I saw you when I drove across the bridge this afternoon. Let me know if your looking for someone to go with ,just finished my trailer for my P.A. I live at fowl river got a couple of good spots you might like to try.


----------



## auwallace (Mar 9, 2012)

fdavidson said:


> I saw you when I drove across the bridge this afternoon. Let me know if your looking for someone to go with ,just finished my trailer for my P.A. I live at fowl river got a couple of good spots you might like to try.

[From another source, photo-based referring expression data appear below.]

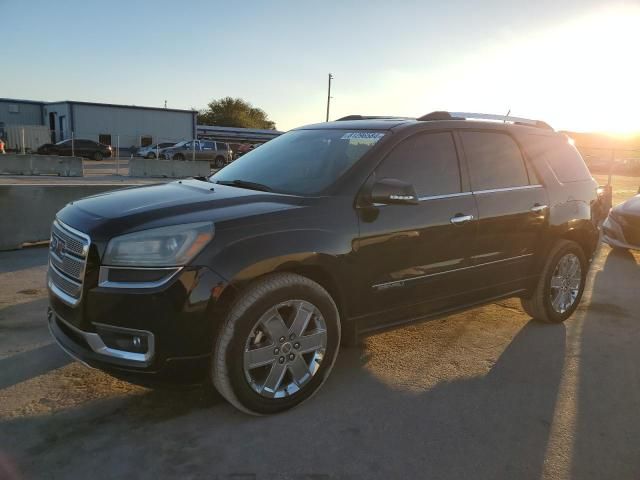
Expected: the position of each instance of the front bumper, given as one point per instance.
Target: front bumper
(613, 235)
(173, 325)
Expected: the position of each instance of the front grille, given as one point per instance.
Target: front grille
(68, 252)
(631, 234)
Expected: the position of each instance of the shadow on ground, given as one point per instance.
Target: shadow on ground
(496, 425)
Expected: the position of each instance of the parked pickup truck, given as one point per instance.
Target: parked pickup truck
(217, 153)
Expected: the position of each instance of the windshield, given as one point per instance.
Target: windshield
(300, 162)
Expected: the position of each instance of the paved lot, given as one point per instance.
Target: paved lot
(486, 394)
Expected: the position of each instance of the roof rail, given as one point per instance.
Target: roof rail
(441, 115)
(370, 117)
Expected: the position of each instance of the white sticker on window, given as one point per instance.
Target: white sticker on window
(362, 136)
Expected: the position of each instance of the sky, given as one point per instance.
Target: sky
(572, 63)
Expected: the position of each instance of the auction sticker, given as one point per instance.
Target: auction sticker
(362, 136)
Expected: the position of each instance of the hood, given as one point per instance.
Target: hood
(182, 201)
(631, 207)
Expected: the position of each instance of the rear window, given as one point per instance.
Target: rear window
(566, 162)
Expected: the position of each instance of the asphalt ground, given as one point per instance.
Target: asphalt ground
(485, 394)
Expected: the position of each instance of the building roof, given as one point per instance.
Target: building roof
(15, 100)
(112, 105)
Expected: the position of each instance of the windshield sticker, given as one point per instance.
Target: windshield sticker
(362, 136)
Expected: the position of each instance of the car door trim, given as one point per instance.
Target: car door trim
(507, 189)
(448, 195)
(400, 283)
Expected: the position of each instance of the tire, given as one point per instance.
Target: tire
(543, 305)
(286, 294)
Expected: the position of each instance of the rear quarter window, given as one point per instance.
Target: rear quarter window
(566, 162)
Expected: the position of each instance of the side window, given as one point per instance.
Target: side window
(428, 161)
(566, 162)
(495, 161)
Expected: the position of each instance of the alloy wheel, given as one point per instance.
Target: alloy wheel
(285, 349)
(565, 283)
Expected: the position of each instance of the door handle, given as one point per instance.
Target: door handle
(537, 208)
(459, 219)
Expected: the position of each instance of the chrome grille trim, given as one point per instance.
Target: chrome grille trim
(67, 264)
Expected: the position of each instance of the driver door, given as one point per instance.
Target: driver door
(413, 259)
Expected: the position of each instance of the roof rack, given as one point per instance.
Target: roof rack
(367, 117)
(441, 115)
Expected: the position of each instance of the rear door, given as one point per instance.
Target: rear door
(512, 208)
(413, 258)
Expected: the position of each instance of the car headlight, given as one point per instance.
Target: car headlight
(159, 247)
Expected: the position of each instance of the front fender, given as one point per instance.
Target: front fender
(246, 258)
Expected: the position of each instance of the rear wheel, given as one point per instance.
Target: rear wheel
(277, 345)
(560, 286)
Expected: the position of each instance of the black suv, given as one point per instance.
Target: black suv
(250, 278)
(77, 147)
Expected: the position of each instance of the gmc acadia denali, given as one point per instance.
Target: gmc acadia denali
(250, 278)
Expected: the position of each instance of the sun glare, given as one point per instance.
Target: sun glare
(581, 74)
(586, 72)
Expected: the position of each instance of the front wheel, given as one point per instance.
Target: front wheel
(277, 345)
(560, 286)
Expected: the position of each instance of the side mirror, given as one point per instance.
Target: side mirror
(391, 191)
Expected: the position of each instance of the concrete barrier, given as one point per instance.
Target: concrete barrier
(26, 211)
(150, 167)
(13, 164)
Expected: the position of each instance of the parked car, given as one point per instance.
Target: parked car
(80, 148)
(621, 229)
(151, 151)
(244, 148)
(252, 277)
(217, 153)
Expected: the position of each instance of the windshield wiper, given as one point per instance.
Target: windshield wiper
(245, 184)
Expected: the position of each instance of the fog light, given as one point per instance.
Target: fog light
(120, 339)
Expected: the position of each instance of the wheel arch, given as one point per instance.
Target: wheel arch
(587, 239)
(317, 267)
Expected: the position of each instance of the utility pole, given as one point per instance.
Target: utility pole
(329, 96)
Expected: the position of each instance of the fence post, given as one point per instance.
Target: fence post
(611, 163)
(118, 155)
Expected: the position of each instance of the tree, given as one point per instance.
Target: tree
(234, 112)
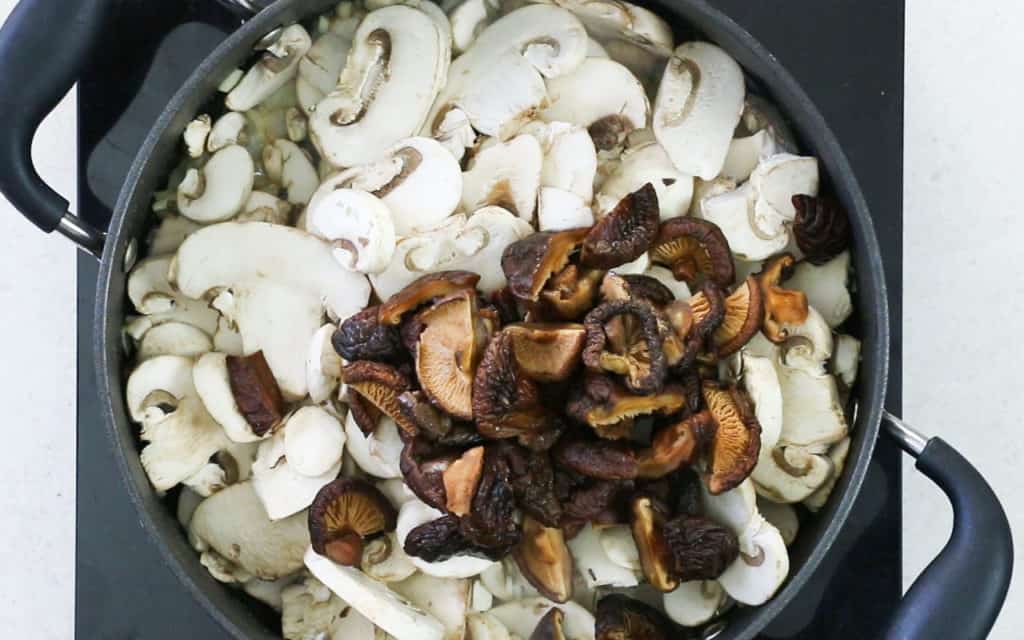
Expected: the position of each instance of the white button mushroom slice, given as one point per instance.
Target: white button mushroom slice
(279, 276)
(385, 90)
(378, 453)
(196, 134)
(173, 339)
(373, 599)
(641, 165)
(415, 513)
(558, 210)
(313, 441)
(521, 616)
(733, 213)
(775, 181)
(233, 523)
(218, 189)
(506, 174)
(274, 69)
(781, 516)
(445, 599)
(179, 434)
(697, 108)
(811, 413)
(594, 564)
(601, 95)
(358, 226)
(838, 454)
(695, 602)
(499, 81)
(763, 563)
(826, 287)
(288, 165)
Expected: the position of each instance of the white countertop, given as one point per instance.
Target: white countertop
(964, 310)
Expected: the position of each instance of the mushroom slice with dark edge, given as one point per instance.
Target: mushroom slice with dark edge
(622, 617)
(545, 560)
(255, 391)
(344, 513)
(547, 352)
(506, 401)
(647, 517)
(782, 306)
(423, 290)
(700, 549)
(381, 385)
(635, 350)
(676, 445)
(550, 627)
(449, 349)
(609, 408)
(530, 262)
(695, 251)
(364, 337)
(736, 442)
(820, 226)
(625, 233)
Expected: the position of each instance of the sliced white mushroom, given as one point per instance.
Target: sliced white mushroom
(521, 616)
(415, 513)
(697, 108)
(378, 453)
(775, 181)
(640, 165)
(506, 174)
(281, 488)
(373, 599)
(446, 600)
(593, 562)
(275, 68)
(278, 276)
(826, 287)
(695, 602)
(763, 563)
(233, 524)
(781, 516)
(395, 68)
(218, 189)
(179, 434)
(196, 134)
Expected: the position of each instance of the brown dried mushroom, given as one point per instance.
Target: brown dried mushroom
(344, 513)
(736, 442)
(255, 391)
(695, 250)
(625, 233)
(423, 290)
(545, 560)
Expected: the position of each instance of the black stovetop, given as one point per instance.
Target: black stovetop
(849, 58)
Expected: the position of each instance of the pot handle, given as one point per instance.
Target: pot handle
(44, 45)
(961, 592)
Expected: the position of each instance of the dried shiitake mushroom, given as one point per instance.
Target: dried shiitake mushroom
(736, 442)
(344, 513)
(695, 250)
(625, 233)
(545, 560)
(381, 385)
(423, 290)
(547, 351)
(255, 391)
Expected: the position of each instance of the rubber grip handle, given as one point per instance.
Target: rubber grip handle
(44, 45)
(962, 591)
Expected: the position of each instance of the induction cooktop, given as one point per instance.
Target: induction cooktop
(849, 59)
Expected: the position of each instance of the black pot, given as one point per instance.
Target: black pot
(45, 43)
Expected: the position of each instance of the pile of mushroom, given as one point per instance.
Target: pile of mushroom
(508, 320)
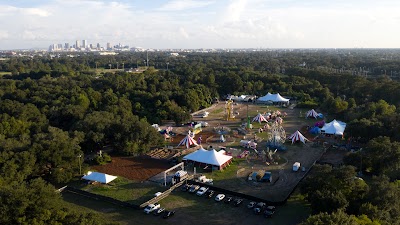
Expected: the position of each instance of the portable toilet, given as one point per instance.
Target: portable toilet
(296, 166)
(267, 177)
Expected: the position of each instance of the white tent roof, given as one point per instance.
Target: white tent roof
(259, 118)
(99, 177)
(312, 113)
(188, 141)
(273, 98)
(210, 157)
(334, 127)
(297, 136)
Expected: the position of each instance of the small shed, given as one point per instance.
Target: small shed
(296, 166)
(267, 177)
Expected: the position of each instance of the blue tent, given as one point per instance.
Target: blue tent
(315, 130)
(267, 177)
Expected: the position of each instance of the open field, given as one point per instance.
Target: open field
(133, 168)
(197, 210)
(191, 209)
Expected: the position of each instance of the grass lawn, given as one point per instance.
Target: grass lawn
(191, 209)
(126, 190)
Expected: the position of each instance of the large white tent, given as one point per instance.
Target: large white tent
(259, 118)
(297, 136)
(209, 157)
(272, 98)
(312, 113)
(335, 127)
(99, 177)
(188, 141)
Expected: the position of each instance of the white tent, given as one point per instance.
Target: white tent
(312, 113)
(259, 118)
(335, 127)
(273, 98)
(210, 157)
(297, 136)
(99, 177)
(188, 141)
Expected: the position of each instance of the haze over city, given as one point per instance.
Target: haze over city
(202, 24)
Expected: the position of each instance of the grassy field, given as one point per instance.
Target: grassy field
(126, 190)
(191, 209)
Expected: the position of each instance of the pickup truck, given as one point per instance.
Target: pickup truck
(150, 208)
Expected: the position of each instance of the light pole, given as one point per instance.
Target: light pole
(80, 165)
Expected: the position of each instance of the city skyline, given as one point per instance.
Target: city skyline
(175, 24)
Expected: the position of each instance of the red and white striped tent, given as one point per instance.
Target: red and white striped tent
(259, 118)
(312, 113)
(187, 141)
(297, 136)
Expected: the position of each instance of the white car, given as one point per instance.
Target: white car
(201, 191)
(219, 197)
(150, 208)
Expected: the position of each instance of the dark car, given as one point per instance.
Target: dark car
(168, 214)
(251, 205)
(270, 208)
(158, 212)
(268, 213)
(186, 187)
(210, 194)
(237, 202)
(228, 200)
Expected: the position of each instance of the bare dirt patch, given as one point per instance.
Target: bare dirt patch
(133, 168)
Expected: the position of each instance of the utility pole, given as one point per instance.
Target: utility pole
(80, 165)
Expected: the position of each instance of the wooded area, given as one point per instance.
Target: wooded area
(54, 109)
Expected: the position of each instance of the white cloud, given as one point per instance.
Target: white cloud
(178, 5)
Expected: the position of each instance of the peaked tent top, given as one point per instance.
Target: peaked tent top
(334, 127)
(188, 141)
(99, 177)
(273, 98)
(297, 136)
(211, 157)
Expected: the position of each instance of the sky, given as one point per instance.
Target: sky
(166, 24)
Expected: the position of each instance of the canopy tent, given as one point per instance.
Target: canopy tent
(272, 98)
(297, 136)
(188, 141)
(259, 118)
(315, 130)
(210, 157)
(335, 127)
(312, 113)
(279, 120)
(99, 177)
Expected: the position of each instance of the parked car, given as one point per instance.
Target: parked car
(258, 209)
(159, 211)
(238, 201)
(271, 208)
(202, 191)
(210, 193)
(194, 188)
(219, 197)
(268, 213)
(150, 208)
(251, 205)
(228, 199)
(168, 214)
(186, 187)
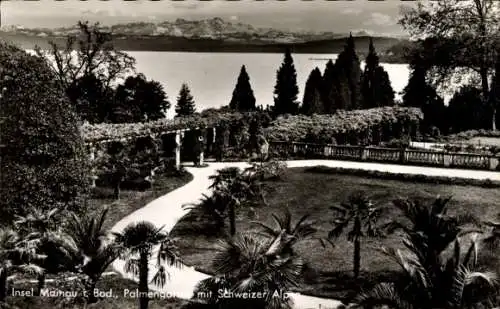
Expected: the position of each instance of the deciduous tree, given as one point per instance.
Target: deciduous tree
(286, 89)
(457, 37)
(312, 102)
(243, 98)
(185, 102)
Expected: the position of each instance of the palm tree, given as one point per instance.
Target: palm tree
(138, 241)
(283, 229)
(38, 225)
(248, 263)
(90, 247)
(16, 255)
(454, 283)
(493, 239)
(363, 216)
(430, 229)
(237, 187)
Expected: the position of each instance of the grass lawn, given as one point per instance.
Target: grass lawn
(492, 141)
(128, 203)
(306, 192)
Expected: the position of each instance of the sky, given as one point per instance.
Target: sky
(377, 17)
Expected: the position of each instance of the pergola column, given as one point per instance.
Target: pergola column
(93, 176)
(178, 149)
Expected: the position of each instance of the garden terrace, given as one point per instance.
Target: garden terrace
(312, 191)
(386, 155)
(93, 133)
(370, 126)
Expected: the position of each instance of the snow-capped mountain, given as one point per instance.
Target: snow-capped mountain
(215, 28)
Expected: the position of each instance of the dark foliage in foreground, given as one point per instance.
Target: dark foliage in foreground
(43, 161)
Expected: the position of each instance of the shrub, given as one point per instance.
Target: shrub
(43, 160)
(272, 169)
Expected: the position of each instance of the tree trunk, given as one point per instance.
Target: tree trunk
(357, 256)
(143, 280)
(90, 286)
(116, 192)
(40, 284)
(232, 219)
(494, 119)
(3, 285)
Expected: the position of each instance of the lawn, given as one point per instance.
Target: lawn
(305, 191)
(129, 202)
(491, 141)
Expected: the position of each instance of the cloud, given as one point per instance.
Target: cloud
(351, 11)
(379, 19)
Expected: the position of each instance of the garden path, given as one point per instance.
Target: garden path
(167, 210)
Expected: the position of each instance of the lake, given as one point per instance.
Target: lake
(212, 76)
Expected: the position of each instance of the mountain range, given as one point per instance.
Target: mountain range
(206, 35)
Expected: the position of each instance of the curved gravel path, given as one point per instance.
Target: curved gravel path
(167, 210)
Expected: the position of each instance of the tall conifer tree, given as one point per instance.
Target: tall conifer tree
(185, 102)
(286, 89)
(348, 70)
(376, 89)
(419, 93)
(243, 98)
(312, 102)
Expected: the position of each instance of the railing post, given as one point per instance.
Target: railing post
(93, 176)
(201, 158)
(402, 155)
(447, 159)
(365, 153)
(178, 149)
(494, 161)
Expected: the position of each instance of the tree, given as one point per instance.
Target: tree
(235, 188)
(90, 52)
(243, 98)
(430, 277)
(376, 89)
(251, 264)
(457, 37)
(39, 226)
(348, 77)
(286, 89)
(95, 250)
(419, 93)
(430, 230)
(185, 103)
(312, 102)
(43, 161)
(138, 241)
(92, 100)
(467, 111)
(495, 90)
(363, 216)
(144, 100)
(16, 255)
(329, 89)
(286, 234)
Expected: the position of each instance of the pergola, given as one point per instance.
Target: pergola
(93, 146)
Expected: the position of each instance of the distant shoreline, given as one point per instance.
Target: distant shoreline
(172, 44)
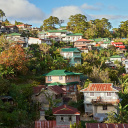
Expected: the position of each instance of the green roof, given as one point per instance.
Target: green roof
(69, 49)
(63, 26)
(116, 56)
(75, 34)
(107, 42)
(61, 73)
(50, 31)
(57, 83)
(14, 34)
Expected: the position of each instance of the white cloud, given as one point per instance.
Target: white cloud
(110, 17)
(66, 11)
(21, 10)
(89, 7)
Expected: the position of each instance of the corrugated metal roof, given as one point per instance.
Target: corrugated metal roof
(103, 125)
(61, 73)
(69, 49)
(99, 87)
(75, 34)
(65, 109)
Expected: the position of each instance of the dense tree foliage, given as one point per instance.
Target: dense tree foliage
(50, 23)
(2, 14)
(18, 23)
(77, 23)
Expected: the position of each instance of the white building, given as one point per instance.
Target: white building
(60, 35)
(126, 65)
(116, 58)
(100, 98)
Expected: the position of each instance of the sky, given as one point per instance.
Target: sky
(35, 11)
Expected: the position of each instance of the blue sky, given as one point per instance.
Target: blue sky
(35, 11)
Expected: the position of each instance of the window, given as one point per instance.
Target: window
(49, 78)
(62, 118)
(91, 93)
(108, 93)
(70, 118)
(60, 77)
(104, 107)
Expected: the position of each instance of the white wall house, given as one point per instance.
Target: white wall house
(60, 35)
(100, 98)
(33, 40)
(126, 65)
(116, 57)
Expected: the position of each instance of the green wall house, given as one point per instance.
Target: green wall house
(74, 54)
(67, 80)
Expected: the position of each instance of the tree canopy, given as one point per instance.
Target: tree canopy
(50, 23)
(77, 23)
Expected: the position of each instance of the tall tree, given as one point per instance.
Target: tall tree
(50, 23)
(77, 23)
(124, 28)
(17, 23)
(15, 58)
(98, 28)
(2, 14)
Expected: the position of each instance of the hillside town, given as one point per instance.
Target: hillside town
(69, 76)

Thanks, given the forecast for today i was surprised there were not more of us fishing this afternoon. I'm fairly familiar with west fowl river, but know little about the bay side. Although it isn't what i'm doing now I am an archaeologist and have spent time identifying many archaeological sites along west fowl river and the mississippi sound. A lot of the prehistoric shell middens make great fishing spots. However, I've mainly been fishing the canal cause i live off of hillcrest making it way too convenient.


----------



## pole squeezer (Oct 29, 2008)

I don't view a croaker as trash fish, they are the 3rd member of the drum family, and a 3 pounder can put up a good fight on light, or ultra lite tackle. Biggest one I've ever caught was 4lbs, many years ago in the bayou behind the Civitan club bld, on 2nd street in warrington. They are also pretty good eating at the table, and have saved many a bad fishing trip for me. Great looking flounder though, you're hooked on this kayak fishing now. lol


----------



## auwallace (Mar 9, 2012)

pole squeezer said:


> I don't view a croaker as trash fish, they are the 3rd member of the drum family, and a 3 pounder can put up a good fight on light, or ultra lite tackle. Biggest one I've ever caught was 4lbs, many years ago in the bayou behind the Civitan club bld, on 2nd street in warrington. They are also pretty good eating at the table, and have saved many a bad fishing trip for me. Great looking flounder though, you're hooked on this kayak fishing now. lol


had they been bull croaks i would agree, but these were of the six inch variety....holy crap a four pound croaker is a monster


----------



## pole squeezer (Oct 29, 2008)

I read you, good gulf fishing bait. Years ago, 3-4 pound croakers were plentiful. They're not now. On the east coast from Va, to Fla, bull croakers are still around in good numbers.


----------